Les entrées et sorties du nids sont nombreuses tout au long de la journée. Une belle occasion d’admirer les couleurs des Mésanges, leur dextérité à s’engouffrer à toute vitesse par le minuscule trou des nichoirs ou des interstices des rochers.
Malgré ces précautions, les nids sont souvent infestés par la puce Ceratophyllus gallinae, affectant parfois le succès reproductif. Les Mésanges détectent ces plantes grâce à leur odorat, capacité longtemps sous-estimée chez ces oiseaux.
Quelques jours après l’accouplement, la femelle pond entre 7 et 18 œufs, souvent donc en avril-mai avec parfois une seconde ponte en juin-juillet. La couvaison, exclusivement assurée par la femelle, dure 12–14 jours ; les jeunes restent dans le nid pendant 18 jours avant d’effectuer leurs premiers vols.
Les envolées des nichoirs sont d’une rapidité étonnante et pleine de grâce.
Chaque oisillon reçoit en moyenne 50 becquées par jour pendant deux semaines, nécessitant aux parents la capture de 6 000 à 9 000 chenilles par nichée. La femelle peut ajuster le sex-ratio des oisillons en fonction de l’attractivité du mâle (décelée grâce aux UV de sa calotte).
Les oisillons rejettent leurs déjections dans un sac fécal qui est une poche muqueuse résistante blanchâtre. Les adultes récupèrent les sacs fécaux et les abandonnent à distance du nid pour assurer l’hygiène du nid et éviter que les déjections ne révèlent la présence du nid aux prédateurs.
Les premiers envols des oisillons s’effectuent par bonds progressifs, puis par courtes envolées, et les jeunes gagnent leur indépendance quatre semaines après avoir quitté le nid.
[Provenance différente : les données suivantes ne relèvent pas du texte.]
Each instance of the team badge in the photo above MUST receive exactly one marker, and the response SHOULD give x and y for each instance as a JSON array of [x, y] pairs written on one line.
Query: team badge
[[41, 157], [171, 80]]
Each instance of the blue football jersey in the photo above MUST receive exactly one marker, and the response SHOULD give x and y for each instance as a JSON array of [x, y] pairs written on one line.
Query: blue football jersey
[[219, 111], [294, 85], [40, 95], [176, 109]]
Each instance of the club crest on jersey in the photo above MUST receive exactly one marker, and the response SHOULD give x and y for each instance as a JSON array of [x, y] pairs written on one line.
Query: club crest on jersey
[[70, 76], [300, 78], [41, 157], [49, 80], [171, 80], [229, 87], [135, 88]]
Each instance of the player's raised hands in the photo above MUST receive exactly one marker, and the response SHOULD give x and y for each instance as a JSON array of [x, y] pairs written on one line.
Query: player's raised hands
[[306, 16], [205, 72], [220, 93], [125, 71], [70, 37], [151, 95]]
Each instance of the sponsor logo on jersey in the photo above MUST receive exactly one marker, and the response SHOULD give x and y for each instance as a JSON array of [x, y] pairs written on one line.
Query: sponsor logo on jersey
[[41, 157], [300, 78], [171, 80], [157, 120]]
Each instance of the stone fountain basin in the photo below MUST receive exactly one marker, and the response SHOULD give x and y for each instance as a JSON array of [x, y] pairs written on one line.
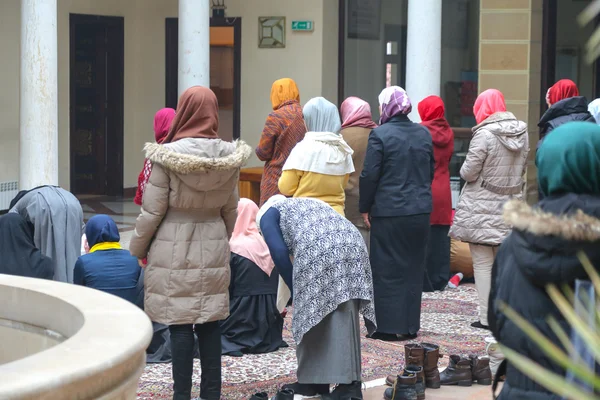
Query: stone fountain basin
[[61, 341]]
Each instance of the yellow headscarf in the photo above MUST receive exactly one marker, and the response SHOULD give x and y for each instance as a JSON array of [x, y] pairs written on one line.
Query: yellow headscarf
[[284, 90]]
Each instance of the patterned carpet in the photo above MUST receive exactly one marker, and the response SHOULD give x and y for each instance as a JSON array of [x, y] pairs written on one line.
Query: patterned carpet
[[445, 320]]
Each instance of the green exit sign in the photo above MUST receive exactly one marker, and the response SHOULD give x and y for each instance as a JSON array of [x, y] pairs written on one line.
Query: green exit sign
[[303, 26]]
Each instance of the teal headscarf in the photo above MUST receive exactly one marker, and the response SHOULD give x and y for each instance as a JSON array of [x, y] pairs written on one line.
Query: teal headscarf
[[569, 160], [321, 115]]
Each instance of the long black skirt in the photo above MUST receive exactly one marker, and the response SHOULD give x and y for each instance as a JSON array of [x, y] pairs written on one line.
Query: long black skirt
[[437, 265], [398, 249], [254, 325]]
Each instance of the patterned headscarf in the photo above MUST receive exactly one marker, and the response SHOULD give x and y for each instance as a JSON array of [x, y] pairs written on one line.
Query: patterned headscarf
[[393, 101]]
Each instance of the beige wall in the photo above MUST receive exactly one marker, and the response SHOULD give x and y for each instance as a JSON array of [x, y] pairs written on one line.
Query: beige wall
[[309, 58], [510, 56]]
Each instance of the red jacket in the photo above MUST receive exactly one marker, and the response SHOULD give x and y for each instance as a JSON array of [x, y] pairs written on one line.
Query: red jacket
[[443, 147]]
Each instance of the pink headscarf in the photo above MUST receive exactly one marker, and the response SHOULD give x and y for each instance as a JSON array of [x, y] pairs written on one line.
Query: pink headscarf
[[489, 102], [162, 122], [356, 112], [246, 241]]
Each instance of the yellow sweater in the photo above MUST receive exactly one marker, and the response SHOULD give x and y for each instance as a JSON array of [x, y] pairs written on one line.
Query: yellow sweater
[[328, 188]]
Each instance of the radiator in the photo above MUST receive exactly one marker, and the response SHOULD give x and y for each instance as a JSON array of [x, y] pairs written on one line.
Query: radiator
[[8, 191]]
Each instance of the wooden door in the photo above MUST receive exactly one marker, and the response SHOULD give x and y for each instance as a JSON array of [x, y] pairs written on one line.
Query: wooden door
[[96, 129]]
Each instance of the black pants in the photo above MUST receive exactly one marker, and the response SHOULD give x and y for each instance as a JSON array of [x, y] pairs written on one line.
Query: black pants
[[182, 349]]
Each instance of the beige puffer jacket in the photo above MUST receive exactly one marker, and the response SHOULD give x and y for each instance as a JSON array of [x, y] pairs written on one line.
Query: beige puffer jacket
[[188, 214], [493, 170]]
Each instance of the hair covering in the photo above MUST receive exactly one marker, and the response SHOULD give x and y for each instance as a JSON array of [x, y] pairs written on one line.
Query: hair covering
[[321, 115], [568, 160], [197, 115], [101, 229], [278, 198], [356, 113], [20, 257], [283, 91], [563, 89], [431, 108], [246, 240], [393, 101], [594, 109], [489, 102], [162, 122]]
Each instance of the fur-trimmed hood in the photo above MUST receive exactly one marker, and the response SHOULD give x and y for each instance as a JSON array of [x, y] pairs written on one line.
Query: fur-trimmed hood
[[546, 239], [188, 156]]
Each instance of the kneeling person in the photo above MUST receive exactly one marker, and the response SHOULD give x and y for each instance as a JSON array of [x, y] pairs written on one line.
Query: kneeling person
[[107, 267]]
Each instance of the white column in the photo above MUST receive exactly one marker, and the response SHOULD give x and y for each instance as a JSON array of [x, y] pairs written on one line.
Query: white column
[[423, 51], [38, 163], [194, 44]]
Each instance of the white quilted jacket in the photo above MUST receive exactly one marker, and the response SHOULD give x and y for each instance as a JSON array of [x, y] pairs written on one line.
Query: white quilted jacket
[[494, 170]]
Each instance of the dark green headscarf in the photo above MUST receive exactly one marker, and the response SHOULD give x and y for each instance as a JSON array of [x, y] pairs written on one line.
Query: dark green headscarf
[[569, 160]]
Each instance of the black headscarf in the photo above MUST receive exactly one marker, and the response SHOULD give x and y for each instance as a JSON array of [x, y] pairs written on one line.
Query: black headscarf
[[18, 254]]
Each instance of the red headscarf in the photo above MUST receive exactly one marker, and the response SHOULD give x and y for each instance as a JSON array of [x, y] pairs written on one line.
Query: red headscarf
[[431, 108], [489, 102], [563, 89], [356, 112], [162, 122]]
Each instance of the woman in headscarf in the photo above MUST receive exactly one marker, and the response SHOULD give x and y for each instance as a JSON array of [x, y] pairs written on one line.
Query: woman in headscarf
[[437, 265], [493, 171], [283, 130], [320, 165], [395, 201], [188, 215], [162, 123], [330, 279], [357, 124], [18, 252], [57, 220], [107, 266], [254, 325], [543, 249]]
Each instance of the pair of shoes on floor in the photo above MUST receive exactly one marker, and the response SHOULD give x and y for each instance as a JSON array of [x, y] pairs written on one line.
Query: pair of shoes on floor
[[421, 359], [479, 325], [464, 371], [390, 337]]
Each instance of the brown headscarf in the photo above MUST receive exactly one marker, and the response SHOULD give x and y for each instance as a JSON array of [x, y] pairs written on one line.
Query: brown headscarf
[[197, 116]]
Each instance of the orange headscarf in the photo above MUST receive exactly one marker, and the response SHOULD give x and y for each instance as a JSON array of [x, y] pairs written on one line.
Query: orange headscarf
[[247, 241], [197, 116], [283, 91], [489, 102], [563, 89]]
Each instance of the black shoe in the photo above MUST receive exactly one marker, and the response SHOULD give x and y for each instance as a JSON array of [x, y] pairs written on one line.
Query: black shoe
[[344, 392], [386, 337], [284, 394], [260, 396], [479, 325], [306, 389]]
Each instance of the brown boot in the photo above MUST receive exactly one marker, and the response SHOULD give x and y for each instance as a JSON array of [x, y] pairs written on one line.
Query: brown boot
[[480, 370], [414, 355], [432, 373], [458, 372]]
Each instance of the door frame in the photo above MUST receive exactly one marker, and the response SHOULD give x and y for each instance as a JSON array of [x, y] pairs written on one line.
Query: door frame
[[114, 101], [172, 61]]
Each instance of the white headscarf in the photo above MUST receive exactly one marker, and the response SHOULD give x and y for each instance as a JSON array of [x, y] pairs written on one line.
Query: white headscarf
[[594, 109], [323, 150], [278, 198]]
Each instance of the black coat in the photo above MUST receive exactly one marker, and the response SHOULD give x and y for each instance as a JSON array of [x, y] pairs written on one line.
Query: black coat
[[398, 170], [538, 252], [567, 110]]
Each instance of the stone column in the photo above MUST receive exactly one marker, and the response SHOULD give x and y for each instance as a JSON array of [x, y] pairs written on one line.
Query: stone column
[[423, 51], [38, 156], [510, 60], [194, 44]]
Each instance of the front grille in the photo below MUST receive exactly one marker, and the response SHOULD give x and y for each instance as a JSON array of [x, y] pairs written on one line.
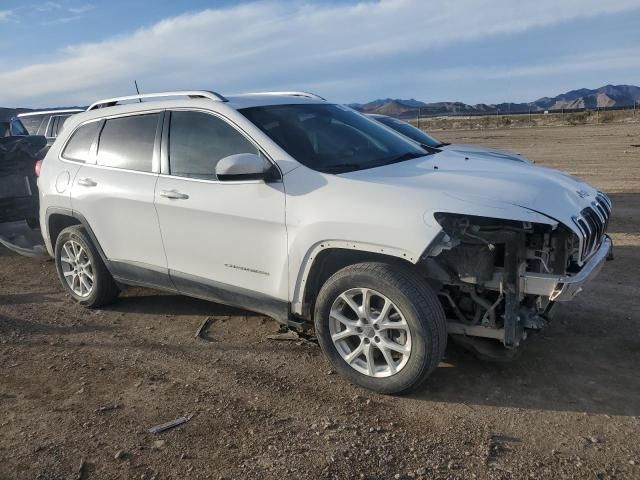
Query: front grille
[[592, 223]]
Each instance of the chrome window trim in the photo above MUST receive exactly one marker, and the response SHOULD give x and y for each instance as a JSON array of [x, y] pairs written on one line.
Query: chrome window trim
[[66, 141], [165, 146]]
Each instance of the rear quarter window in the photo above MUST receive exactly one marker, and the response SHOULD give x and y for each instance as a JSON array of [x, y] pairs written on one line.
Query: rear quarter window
[[127, 142], [79, 146], [35, 124]]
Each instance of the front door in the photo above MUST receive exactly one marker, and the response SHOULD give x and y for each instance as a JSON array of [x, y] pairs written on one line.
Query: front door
[[224, 240]]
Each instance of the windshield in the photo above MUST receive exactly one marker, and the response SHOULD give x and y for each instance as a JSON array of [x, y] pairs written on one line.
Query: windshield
[[331, 138], [410, 131]]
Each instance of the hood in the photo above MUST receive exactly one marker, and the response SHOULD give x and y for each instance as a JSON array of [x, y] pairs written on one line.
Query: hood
[[479, 184], [492, 153]]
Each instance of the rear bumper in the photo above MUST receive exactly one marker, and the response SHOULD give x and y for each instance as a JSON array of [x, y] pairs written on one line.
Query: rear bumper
[[564, 288]]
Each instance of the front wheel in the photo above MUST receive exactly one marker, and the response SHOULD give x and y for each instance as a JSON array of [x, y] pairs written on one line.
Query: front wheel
[[81, 270], [381, 326]]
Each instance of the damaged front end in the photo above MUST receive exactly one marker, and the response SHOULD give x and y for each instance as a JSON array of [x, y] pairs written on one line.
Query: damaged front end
[[498, 280]]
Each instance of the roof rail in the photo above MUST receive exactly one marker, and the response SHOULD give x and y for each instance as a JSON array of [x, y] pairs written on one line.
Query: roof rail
[[290, 94], [47, 112], [110, 102]]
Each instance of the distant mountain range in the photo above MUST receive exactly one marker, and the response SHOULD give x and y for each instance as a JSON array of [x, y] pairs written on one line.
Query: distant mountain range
[[607, 96]]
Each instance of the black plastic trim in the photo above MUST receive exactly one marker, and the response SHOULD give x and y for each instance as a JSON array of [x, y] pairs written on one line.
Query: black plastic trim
[[218, 292]]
Ce cycle de nidification et couvaison, exigeant en ressources et en efforts, est crucial pour la survie et la dispersion des Mésanges. Mais attention, la LPO déconseille le nourrissage en période de reproduction, du fait de l’absence d’une évaluation scientifique claire des risques associés à celui-ci à savoir le risque de transmission de maladies, l'effet sur les taux de prédation, les perturbations physiologiques et l'altération de la composition de la communauté aviaire. Beaucoup d’oiseaux deviennent insectivores à cette saison et cela peut créer une relation de dépendance vis-à-vis des jeunes nés dans l’année qui doivent apprendre à se nourrir par eux-mêmes.